Technical information
- Licensing authority: FCC
- Facility ID: 89088
- Class: C
- ERP: 50,000 watts
- HAAT: 578 meters (1,896 ft)
- Transmitter coordinates: 43°26′18″N 107°59′37″W﻿ / ﻿43.43833°N 107.99361°W

Links
- Public license information: Public file; LMS;
- Website: wyotoday.com/kwyw

= KWYW =

KWYW (99.1 FM) is a radio station broadcasting an adult contemporary format. Licensed to Lost Cabin, Wyoming, United States, the station is currently owned by the Edwards Group Holdings, Inc., Employee Stock Ownership Trust, through licensee Edwards Communications LC, and features programming from AP Radio.

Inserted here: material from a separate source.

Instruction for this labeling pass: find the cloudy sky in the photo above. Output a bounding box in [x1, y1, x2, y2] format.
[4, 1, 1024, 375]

The station carries 1A and 2A Regional Basketball games from the area. It is an affiliate of the Denver Broncos.

==History==
The station was assigned the call sign KSXZ on November 11, 1999. On July 5, 2001, the station changed its call sign to the current KWYW. In 2014 when the station became a part of the Wind River Radio Network, it changed formats to sports, carrying programming from ESPN.

For a period of time in the spring and summer of 2014, KWYW and sister station KDNO were audible as far away as Sheridan, via a phenomenon known as knife edge diffraction, which allowed the signal to bounce over the Bighorn Mountains. The format was noted to be ESPN Radio.

On July 7, 2017, KWYW changed its format from sports (ESPN) to adult contemporary, branded as "99.1 The Heat". (info taken from stationintel.com)

==Facilities==
The station shares its antenna with KDNO on Copper Mountain. In September 2023, the station, along with its sisters moved to a new studio on Main Street, co-located with the town's newspaper, The Riverton Ranger. Along with the move to the new studio, Edwards Communications also upgraded its other stations transmitters southeast of Riverton on Beaver Rim (KFCW, KTAK), and northeast on Copper Mountain (KDNO). AM sister KVOW received an upgrade as well.

KVOW and KTAK were originally at 603 East Pershing Avenue in Riverton.